Un segundo “issue” es la aparente convicción de que una “dupla” del “neoconstitucionalismo y la agenda global”, era lo que faltaba para que el universo explote. En el contexto cabría preguntarse si se trata de algo de las últimas décadas, o si ello ha acompañado siempre a la humanidad para definirla más concienzudamente.
Quién podría imaginarse que Jesucristo, hijo de un carpintero, para Reza Aslan, “El zelote” y en criterio de César Vidal “Más que un rabino”, pudiese generar la abismal transformación al sacrificar su vida por el bien de los demás y que el templo donde se pedía ayuda a Dios, estructura de piedras y arcillas, allá en Jerusalén, pasara a ser el Dios imaginario, “el resucitado”. Sí como aprecia Joseph Ratzinger “el verdadero lugar entre Dios y el hombre”. Y si se prosigue jurungando, no hay dudas de que nos conseguiríamos con más de un episodio determinante en la consolidación del mundo, así como unos cuantos propiciadores de la destrucción.

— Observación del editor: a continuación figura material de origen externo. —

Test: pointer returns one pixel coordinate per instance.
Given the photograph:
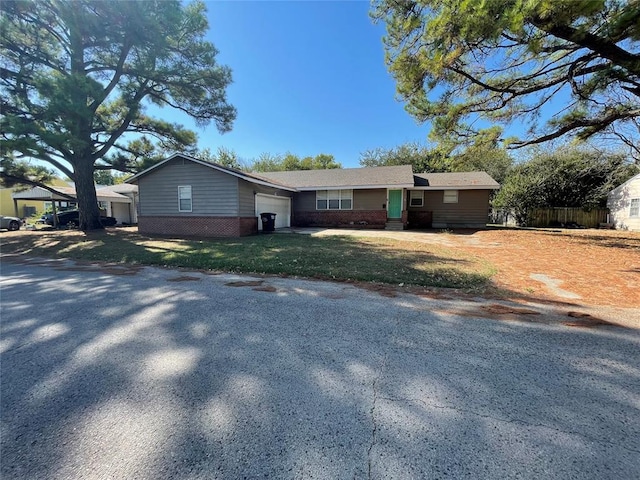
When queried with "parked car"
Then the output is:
(71, 218)
(10, 223)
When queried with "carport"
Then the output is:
(58, 195)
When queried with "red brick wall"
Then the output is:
(195, 226)
(340, 218)
(248, 226)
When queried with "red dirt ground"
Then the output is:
(602, 266)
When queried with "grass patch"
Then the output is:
(335, 258)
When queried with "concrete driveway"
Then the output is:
(116, 372)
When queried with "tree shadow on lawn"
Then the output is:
(136, 377)
(333, 258)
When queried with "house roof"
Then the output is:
(400, 176)
(250, 177)
(455, 180)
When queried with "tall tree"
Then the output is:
(288, 162)
(576, 62)
(568, 177)
(76, 76)
(223, 156)
(423, 158)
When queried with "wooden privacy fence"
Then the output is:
(555, 217)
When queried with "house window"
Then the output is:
(450, 196)
(334, 199)
(416, 198)
(184, 199)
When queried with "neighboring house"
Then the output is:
(186, 196)
(115, 204)
(25, 208)
(624, 205)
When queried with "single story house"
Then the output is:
(624, 205)
(186, 196)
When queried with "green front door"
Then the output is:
(395, 204)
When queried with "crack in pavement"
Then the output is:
(374, 387)
(511, 421)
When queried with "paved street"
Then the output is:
(147, 373)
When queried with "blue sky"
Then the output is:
(309, 78)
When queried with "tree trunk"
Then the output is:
(86, 195)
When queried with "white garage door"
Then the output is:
(281, 206)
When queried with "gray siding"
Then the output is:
(213, 192)
(247, 199)
(368, 199)
(472, 208)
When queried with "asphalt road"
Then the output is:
(156, 374)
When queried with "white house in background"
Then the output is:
(624, 205)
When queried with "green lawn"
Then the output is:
(336, 258)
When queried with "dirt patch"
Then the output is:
(498, 309)
(249, 283)
(265, 288)
(183, 278)
(599, 266)
(496, 312)
(390, 291)
(584, 320)
(109, 269)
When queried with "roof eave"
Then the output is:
(215, 167)
(354, 187)
(459, 187)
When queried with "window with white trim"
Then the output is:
(334, 199)
(416, 198)
(184, 199)
(450, 196)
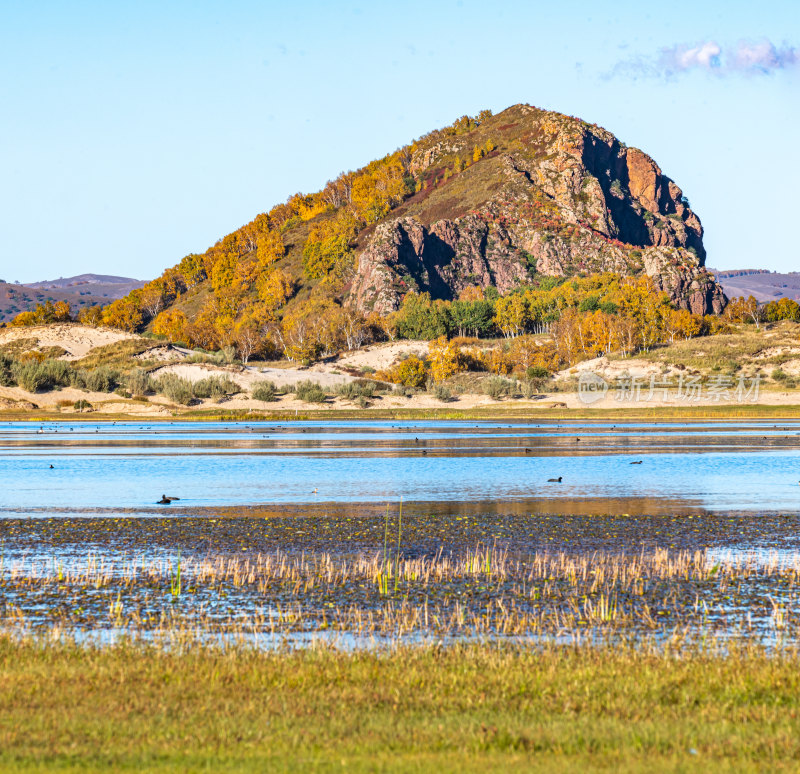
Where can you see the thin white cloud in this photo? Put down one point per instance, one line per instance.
(743, 58)
(763, 57)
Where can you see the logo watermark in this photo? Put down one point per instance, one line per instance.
(681, 389)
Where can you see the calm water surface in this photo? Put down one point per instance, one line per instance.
(105, 467)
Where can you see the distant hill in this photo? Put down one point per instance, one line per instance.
(87, 279)
(80, 291)
(764, 285)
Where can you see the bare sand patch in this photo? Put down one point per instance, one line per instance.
(247, 376)
(381, 356)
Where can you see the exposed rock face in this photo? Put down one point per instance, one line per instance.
(404, 255)
(561, 197)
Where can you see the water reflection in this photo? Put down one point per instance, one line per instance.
(113, 466)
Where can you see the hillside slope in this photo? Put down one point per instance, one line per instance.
(557, 196)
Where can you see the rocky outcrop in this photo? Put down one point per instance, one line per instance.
(442, 260)
(562, 197)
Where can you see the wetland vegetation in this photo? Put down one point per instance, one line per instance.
(501, 623)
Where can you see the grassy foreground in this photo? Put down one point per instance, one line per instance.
(473, 708)
(505, 411)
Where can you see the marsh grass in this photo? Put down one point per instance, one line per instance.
(483, 592)
(466, 708)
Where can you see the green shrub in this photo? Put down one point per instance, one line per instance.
(175, 388)
(7, 378)
(356, 390)
(310, 392)
(138, 382)
(537, 372)
(264, 391)
(440, 392)
(495, 387)
(32, 376)
(59, 372)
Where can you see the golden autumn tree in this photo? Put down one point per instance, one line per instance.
(173, 324)
(510, 314)
(444, 359)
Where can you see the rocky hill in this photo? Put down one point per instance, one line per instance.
(556, 196)
(763, 284)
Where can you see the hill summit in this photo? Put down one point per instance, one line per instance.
(491, 202)
(553, 195)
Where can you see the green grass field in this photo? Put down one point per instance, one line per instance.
(472, 708)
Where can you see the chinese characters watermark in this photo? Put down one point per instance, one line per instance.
(669, 389)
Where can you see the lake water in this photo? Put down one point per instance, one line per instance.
(108, 467)
(281, 530)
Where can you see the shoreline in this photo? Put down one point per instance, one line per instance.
(504, 411)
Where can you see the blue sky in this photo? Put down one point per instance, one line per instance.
(135, 133)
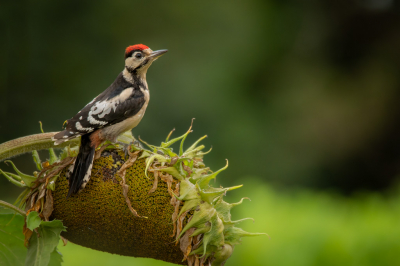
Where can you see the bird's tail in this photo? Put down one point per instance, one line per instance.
(83, 166)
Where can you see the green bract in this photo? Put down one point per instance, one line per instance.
(201, 219)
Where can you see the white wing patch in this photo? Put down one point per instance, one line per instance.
(87, 177)
(103, 108)
(81, 128)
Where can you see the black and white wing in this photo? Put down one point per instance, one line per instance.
(112, 106)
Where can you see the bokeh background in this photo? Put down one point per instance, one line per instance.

El tema pudiera llevarnos a sostener que “el cristianismo” es uno de esos fenómenos. Pero siglos después nos encontramos con “la agenda global”, para algunos temerosa y otros indispensable, como lo fue Cristo, quien a pesar de sus bondades y de ser el hijo de Dios no logró evitar “las guerras de las religiones”, como lo revelan las páginas de Samuel Huntington. The media hoy se refiere a la crisis de Afganistán, ajena en todos los aspectos al mundo civilizado. Se escucha que “la agenda” se refiere al proceso de “mundialización” que conlleva a “la gravitación de los procesos regionales, a fin de que se supediten a aquellos.
¿Será acaso ello nuevo o el mundo ha merodeado en la siempre distinción entre países poderosos y débiles, lo últimos tratando de ser menos “enfermizos”. No pareciere, por tanto, insultante, en honor a la realidad, que los países en desarrollo tengan una mayor incorporación a la economía mundial, como beneficiarios de auxilios adecuados, ya que los gobiernos seleccionan bien los programas, negociándolos con competencia. “Las alternativas deseables, como se escucha, son el desarrollo de una globalización más sólida y la mejor inserción de los países en dicho proceso (José Antonio Ocampo, ONU). La globalización en este contexto no es, por tanto, dañina, como para tenerle miedo.
No puede, por supuesto, dejarse de lado, que una agenda global, como la tipifica Vidal, afectaría el orden social, haciéndolo peor, razón para que indique como cortapisa “el patriotismo”. Acota asimismo que el desarrollo de los EEUU versus el de Suramérica pasa por ser lo integrantes de ambos mundos, prácticamente, opuestos, con relación al trabajo, la economía y la ley. El filósofo señala que “la agenda” procura “reducir la población, impulsar el aborto y apoyar la homosexualidad”. En nuestro criterio tales metas son viejas, por no decir, antiguas. Y las dos últimas, por demás, ya alcanzadas. La primera a merced de las pandemias.
Afortunadamente, ante lo terrorífico está “la libertad”, para aceptar lo bueno, rechazando lo malo. Pero, cualquiera que sea el escenario, necesitamos gobernantes sabios e idóneos y al parecer no los tenemos.